Fig. 7. SIRT3 regulates PDHE1α acetylation and PDH enzyme activity in tubular epithelial cells.

TECs incubated with or without HKL then stimulated with TGF-β1 for 1 h (A–F), TECs stimulated with 3-TYP for 15 min (G–L), and TECs transfected with Sirt3 siRNA (M–R) for 12 h. Mitochondrial lysates immunoprecipitated with anti-acetyl-lysine antibody and analyzed with anti-PDHE1α. (A, C, G, I, M, O). PDHE1α served as the standard (*P < 0.05, ^†P < 0.05; n = 3). Western blots of phosphorylated and total PDHE1α expression in TEC lysates (B, C, H, I, N, O). PDHE1α served as the standard (*P < 0.05, ^†P < 0.05; n = 3). Enzyme activity of PDH in TECs incubated with or without HKL, then stimulated with TGF-β1 (*P < 0.05 vs. control, n = 7; ^†P < 0.05 vs.
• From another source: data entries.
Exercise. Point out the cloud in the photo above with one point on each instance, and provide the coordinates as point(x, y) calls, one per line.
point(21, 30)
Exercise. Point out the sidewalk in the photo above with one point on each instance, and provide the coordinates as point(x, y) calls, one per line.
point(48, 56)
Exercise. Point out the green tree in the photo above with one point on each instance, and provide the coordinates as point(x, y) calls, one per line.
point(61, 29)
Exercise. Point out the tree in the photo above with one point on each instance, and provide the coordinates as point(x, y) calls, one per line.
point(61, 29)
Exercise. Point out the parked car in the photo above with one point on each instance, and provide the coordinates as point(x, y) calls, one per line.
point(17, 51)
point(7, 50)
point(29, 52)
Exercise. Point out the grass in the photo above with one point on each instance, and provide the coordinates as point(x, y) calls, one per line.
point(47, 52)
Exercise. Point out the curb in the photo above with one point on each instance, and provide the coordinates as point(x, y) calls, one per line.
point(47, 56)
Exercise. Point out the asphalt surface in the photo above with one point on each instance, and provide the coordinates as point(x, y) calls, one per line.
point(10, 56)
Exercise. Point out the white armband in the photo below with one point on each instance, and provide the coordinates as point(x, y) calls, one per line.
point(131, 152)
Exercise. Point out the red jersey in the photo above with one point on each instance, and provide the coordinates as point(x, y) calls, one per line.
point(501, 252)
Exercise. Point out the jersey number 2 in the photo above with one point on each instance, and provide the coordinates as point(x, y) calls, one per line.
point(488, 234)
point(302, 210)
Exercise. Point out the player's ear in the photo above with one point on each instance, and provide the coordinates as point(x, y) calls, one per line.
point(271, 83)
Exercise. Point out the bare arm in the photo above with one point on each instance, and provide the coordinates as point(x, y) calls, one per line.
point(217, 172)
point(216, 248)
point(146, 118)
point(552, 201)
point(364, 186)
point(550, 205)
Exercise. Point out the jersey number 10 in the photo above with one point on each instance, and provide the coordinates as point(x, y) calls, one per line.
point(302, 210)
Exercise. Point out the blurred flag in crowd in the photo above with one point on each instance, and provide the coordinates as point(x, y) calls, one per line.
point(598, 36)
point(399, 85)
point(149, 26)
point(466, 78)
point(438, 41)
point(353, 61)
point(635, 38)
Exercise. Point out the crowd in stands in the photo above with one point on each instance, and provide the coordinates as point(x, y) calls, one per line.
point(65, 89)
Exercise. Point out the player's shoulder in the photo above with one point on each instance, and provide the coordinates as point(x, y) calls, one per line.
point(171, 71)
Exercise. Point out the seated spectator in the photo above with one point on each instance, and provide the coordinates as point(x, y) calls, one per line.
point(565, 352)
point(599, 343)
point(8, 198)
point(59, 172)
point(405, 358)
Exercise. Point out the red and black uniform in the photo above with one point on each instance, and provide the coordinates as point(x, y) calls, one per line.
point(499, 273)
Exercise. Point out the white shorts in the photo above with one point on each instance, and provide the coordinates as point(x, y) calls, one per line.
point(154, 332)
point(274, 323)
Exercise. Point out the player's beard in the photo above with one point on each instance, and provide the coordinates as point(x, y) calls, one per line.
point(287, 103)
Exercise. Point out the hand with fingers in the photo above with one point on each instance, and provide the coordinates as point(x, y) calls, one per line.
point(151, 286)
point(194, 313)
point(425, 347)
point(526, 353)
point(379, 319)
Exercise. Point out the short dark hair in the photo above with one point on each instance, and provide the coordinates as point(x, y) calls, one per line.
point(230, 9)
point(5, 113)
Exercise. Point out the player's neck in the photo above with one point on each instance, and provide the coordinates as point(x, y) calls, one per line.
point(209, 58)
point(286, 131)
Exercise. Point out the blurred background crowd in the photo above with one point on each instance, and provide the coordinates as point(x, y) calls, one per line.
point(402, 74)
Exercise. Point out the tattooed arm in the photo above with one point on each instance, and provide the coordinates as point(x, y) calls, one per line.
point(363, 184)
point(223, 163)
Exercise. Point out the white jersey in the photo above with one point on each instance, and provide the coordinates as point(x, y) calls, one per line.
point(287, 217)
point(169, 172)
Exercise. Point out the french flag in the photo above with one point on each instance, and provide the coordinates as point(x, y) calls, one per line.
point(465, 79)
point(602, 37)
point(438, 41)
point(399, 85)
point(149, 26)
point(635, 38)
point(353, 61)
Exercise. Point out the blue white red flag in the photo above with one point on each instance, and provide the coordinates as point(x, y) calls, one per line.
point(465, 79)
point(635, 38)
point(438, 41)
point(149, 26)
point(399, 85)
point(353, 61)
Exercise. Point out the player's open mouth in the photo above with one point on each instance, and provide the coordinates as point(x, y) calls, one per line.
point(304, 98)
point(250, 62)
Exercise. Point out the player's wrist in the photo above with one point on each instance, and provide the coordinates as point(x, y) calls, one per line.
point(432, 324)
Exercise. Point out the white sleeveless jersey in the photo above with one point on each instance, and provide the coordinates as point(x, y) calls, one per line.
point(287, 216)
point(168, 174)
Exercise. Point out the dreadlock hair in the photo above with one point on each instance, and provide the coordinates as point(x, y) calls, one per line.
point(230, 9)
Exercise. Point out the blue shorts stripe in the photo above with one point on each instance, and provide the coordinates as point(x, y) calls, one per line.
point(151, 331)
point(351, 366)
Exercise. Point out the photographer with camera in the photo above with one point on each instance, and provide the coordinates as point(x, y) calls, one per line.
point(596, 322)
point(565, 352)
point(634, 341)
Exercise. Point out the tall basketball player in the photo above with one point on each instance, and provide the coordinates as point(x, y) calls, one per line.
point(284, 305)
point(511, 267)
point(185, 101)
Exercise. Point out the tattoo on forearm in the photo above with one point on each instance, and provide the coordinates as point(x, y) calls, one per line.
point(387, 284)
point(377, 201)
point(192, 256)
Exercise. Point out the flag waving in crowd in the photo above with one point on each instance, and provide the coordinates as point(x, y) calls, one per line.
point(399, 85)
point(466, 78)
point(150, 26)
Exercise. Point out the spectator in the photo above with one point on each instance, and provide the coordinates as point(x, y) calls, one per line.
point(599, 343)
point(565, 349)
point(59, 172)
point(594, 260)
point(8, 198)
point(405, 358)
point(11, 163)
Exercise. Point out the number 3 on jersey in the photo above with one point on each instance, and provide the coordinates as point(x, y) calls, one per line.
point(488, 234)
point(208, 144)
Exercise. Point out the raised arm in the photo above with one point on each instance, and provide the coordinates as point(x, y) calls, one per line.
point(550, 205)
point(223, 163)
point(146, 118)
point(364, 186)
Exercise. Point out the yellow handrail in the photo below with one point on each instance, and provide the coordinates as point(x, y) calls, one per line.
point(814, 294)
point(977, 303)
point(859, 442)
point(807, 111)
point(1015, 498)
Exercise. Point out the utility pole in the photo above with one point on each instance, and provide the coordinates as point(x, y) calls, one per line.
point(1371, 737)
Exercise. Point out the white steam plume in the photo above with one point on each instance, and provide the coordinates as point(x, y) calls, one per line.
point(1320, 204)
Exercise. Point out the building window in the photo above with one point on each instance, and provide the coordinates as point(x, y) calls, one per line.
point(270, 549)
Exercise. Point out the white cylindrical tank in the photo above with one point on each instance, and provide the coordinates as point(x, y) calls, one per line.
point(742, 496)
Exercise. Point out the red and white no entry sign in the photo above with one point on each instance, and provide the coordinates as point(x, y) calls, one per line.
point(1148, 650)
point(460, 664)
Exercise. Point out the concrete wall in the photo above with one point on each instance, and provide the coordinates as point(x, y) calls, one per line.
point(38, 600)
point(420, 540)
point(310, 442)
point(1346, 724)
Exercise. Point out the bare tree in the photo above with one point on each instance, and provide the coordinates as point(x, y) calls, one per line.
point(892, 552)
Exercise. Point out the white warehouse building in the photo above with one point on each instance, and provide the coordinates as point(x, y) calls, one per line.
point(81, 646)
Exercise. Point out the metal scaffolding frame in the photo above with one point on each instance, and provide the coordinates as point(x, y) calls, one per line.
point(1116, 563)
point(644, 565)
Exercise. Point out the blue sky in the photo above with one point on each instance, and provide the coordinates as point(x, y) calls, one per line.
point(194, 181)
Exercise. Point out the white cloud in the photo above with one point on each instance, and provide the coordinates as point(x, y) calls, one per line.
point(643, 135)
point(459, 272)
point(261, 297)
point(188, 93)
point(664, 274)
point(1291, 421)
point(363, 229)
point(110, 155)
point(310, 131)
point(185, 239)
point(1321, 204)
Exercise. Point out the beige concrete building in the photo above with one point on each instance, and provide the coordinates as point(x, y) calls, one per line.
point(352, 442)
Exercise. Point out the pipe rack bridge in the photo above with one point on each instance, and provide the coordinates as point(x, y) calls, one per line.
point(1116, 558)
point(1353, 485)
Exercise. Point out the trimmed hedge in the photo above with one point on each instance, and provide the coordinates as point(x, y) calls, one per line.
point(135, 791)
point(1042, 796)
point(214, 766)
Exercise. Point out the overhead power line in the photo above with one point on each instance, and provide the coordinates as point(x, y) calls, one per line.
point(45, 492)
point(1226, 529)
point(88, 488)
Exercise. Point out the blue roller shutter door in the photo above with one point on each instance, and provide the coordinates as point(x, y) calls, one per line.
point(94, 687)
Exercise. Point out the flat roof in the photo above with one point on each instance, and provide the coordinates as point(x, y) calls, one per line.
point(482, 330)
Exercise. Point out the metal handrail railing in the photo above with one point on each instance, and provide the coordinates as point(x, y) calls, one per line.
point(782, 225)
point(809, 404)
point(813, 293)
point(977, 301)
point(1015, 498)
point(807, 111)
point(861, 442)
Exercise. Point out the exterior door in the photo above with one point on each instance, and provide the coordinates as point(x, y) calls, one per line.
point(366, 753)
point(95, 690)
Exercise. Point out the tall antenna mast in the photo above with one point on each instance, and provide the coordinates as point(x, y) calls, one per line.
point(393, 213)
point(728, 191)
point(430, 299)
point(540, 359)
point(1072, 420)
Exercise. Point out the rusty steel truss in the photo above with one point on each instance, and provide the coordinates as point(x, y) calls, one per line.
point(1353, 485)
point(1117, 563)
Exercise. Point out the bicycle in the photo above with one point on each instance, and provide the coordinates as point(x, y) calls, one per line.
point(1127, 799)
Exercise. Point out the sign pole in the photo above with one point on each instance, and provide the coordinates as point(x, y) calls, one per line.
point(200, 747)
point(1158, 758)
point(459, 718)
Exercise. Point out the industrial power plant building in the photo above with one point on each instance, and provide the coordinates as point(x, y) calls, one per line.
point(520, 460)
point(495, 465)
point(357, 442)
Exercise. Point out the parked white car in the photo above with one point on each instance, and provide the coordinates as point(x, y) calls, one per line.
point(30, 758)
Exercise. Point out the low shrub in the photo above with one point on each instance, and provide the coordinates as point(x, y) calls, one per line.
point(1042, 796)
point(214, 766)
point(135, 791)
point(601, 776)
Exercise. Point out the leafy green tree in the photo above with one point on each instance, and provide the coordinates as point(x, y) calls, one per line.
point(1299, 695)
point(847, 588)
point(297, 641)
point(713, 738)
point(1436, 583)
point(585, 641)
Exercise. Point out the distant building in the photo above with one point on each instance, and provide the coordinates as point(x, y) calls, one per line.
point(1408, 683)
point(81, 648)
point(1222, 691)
TGF-β1, n = 7) (D), or 3-TYP (*P < 0.05 vs. vehicle, n = 5) (J), or transfected with Sirt3 siRNA (*P < 0.05 vs. NC siRNA transfection, n = 5) (P); levels of ATP in TECs incubated with or without HKL, then stimulated with TGF-β1 (*P < 0.05 vs. control, n = 3; ^†P < 0 .05 vs. TGF-β1 stimulation, n = 3) (E), or 3-TYP (*P < 0.05 vs. vehicle, n = 4) (K), or transfected with Sirt3 siRNA (*P < 0.05 vs. NC siRNA transfection, n = 3) (Q); lactate levels in TECs incubated with or without HKL, then stimulated with TGF-β1 (*P < 0.05 compared with control, n = 3; ^†P < 0.05 compared with TGF-β1 stimulation, n = 3) (F), or by 3-TYP stimulation (*P < 0.05 compared with vehicle treatment, n = 3) (L), or by Sirt3 siRNA transfection (*P < 0.05 compared with NC siRNA transfection, n = 3) (R).